Giudizio costituzionale per conflitto di attribuzione tra poteri dello Stato – Soggetti legittimati – Comitato promotore del referendum – Legittimazione attiva – Sussistenza – Condizioni – Necessaria identità dei componenti del comitato con gli originari promotori (nel caso di specie: inammissibilità del conflitto di attribuzione tra poteri dello Stato promosso dal Comitato promotore Referendum cittadinanza, nei confronti della Commissione parlamentare per l’indirizzo generale e la vigilanza dei servizi radiotelevisivi, in riferimento alla delibera che ha regolamentato la campagna informativa per i referendum indetti per i giorni 8 e 9 giugno 2025). (Classif. 114003).
È pacifica la legittimazione dei promotori del referendum che si siano costituiti in comitato a promuovere il giudizio per conflitto di attribuzione tra poteri dello Stato. (Precedenti: S. 102/1997; O. 195/2020 - mass 42957; O. 169/2011 - mass. 35657; O. 13/1997 - mass. 23092).
La legittimazione a promuovere il conflitto di attribuzione tra poteri dello Stato va riconosciuta solo a coloro che in concreto abbiano rivestito la qualità di promotori fin dalla fase iniziale della presentazione della richiesta referendaria e della raccolta delle sottoscrizioni. Ai fini della proposizione del conflitto, i promotori possono costituirsi in comitato anche successivamente, purché l’organismo collettivo sia composto esclusivamente da soggetti che rientrino tra gli originari promotori.
I promotori del referendum possono anche adottare la forma del comitato. Quale che sia la forma prescelta, la rilevanza costituzionale della funzione svolta dai firmatari impone comunque la sintonia tra rappresentati e rappresentanti ed esige che la struttura organizzativa, la quale agisce per il potere dello Stato investito di tale rilevantissima funzione, non sia incerta né mutevole, ma abbia una identità precisa e non possa essere alterata dalla presenza di soggetti estranei.

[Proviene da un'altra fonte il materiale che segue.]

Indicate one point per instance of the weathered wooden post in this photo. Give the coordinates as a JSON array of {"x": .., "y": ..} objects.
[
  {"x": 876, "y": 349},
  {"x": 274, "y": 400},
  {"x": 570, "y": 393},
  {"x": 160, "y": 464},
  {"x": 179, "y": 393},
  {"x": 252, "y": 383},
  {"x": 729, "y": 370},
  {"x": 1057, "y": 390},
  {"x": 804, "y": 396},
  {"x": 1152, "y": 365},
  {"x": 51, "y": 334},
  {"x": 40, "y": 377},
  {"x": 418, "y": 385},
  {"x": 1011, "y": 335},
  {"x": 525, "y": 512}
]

(Nel caso di specie, è dichiarato inammissibile, per difetto di legittimazione attiva, il conflitto di attribuzione tra poteri dello Stato promosso dal Comitato promotore Referendum cittadinanza nei confronti della Commissione parlamentare per l’indirizzo generale e la vigilanza dei servizi radiotelevisivi, in riferimento agli artt. 3, 4, 5, 6 e 7 della delibera 2 aprile 2025 di regolamentazione della campagna informativa per i referendum popolari abrogativi indetti per i giorni 8 e 9 giugno 2025. Il Comitato ricorrente non è legittimato a proporre conflitto di attribuzione tra poteri dello Stato poiché di esso fanno parte anche soggetti estranei agli originari promotori. Tali soggetti non hanno espresso il loro intento abrogativo fin dal momento della promozione del referendum e non possono pertanto ritenersi rappresentanti del potere dello Stato costituito dalla frazione di corpo elettorale che ha sottoscritto la richiesta di referendum. La presenza all’interno del Comitato ricorrente di altri soggetti è tale, infatti, da escludere quella comunione di intenti e quella sintonia che devono sussistere tra coloro che hanno avviato la procedura referendaria e l’organismo collettivo costituitosi dopo tale avvio). (Precedente: O. 98/2025 - mass. 46852).